Sulle alture del Golan torna la calma dopo le tensioni tra Israele e Siria
sulle alture del Golan è tornata la calma dopo la tensione tra Israele e Siria, mentre
le autorità israeliane parlano con sempre più insistenza della possibilità di un’operazione
militare contro Gaza. Per capire la strategia di Israele nel quadro attuale di escalation
in tutta la regione, Fausta Speranza ha intervistato il prof. Claudio Lo
Jacono, direttore della rivista "Oriente moderno":00:03:04:20
R.
– Non sono soltanto la Siria e la Palestina, ma - ricordiamoci – è incombente sempre
la questione iraniana. Le motivazioni della guerra civile siriana sono estranee alla
questione palestinese, che è la questione dirompente da oltre mezzo secolo dell’area
del vicino Oriente, che non ha mai trovato un equilibrio dalla nascita di Israele
in poi. Le questioni della guerra civile siriana sono di un’opposizione contro il
regime dinastico familiare. Naturalmente, però, in un quadro sinistrato come quello
della Siria e con un quadro anche abbastanza pericolante come quello dell’Egitto,
Israele cerca di approfittare, per rafforzare la sua sicurezza, che è l’argomento
principale che la preoccupa e la occupa. Israele approfitta di un quadro di assoluta
difficoltà del mondo arabo: panarabismo morto e sepolto; la Siria in preda al dramma
della guerra civile; l’Egitto con un nuovo presidente democraticamente eletto, non
moderato per alcuni versi anche se intenzionato a mantenere una politica di non chiusura
verso Israele e Iraq, che ha subito decenni di dittature, di guerre, di terrorismo
interno; il Libano scosso anch’esso da problemi che non sono soltanto suoi interni,
ma per lo più esterni. In questo quadro, Israele ha tutto da guadagnare nell’imporre
la sua visione della sua sicurezza.
D. – A fine mese, il 29 novembre, Abu
Mazen sarà di nuovo alle Nazioni Unite per chiedere il riconoscimento di Stato non
membro, un passo avanti rispetto alla definizione attuale di entità osservatrice.
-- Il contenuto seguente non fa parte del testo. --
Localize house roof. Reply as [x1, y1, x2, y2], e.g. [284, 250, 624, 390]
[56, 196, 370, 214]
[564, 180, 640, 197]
Ma ha qualche speranza, secondo lei?
R. – Assolutamente non credo ve ne siano...
Credo che Abu Mazen cerchi di uscire da una posizione d’immobilismo della quale ha
anche responsabilità, in parte, l’Autorità palestinese ma assai più Israele. In questa
situazione di totale stallo e addirittura arretramento di fronte a quelle che erano
state le promesse di Camp David e degli accordi di Oslo, c’è il tentativo puramente
d’immagine di chiedere una collocazione internazionale dell’Autorità palestinese,
ma è praticamente sicuro che ci sarà il veto statunitense, che si muove sempre in
favore di Israele in queste circostanze, finché non si arriverà - non si sa mai come
o quando – alla realizzazione dei due popoli su un territorio.
D. – La riconferma
di Obama, però, in qualche modo non era quello che Israele sperava, perché c’è tensione
sul tema degli insediamenti tra Obama e Israele...
R. – Sì, certamente Israele
sarebbe stato molto più contento della vittoria del suo antagonista, ma Obama si è
affrettato, anche negli anni precedenti al suo primo mandato, a fare ampie dichiarazioni
di rassicurazione nei confronti di Israele. Sappiamo perfettamente che l’elettorato
ebraico negli Stati Uniti è molto forte e una linea anti Israele non sarebbe assolutamente
fruttuosa per i candidati a cariche politiche così importanti.
E intanto sono
in corso i lavori per la riesumazione della salma del leader dell’OLP Yasser Arafat
e stabilire le cause della sua morte. Al termine degli scavi, tra un paio di settimane,
una equipe di tecnici svizzeri, che aveva scoperto le tracce di polonio sugli effetti
personali del leader palestinese, preleverà dei campioni che saranno poi analizzati
per provare o smentire la tesi di avvelenamento.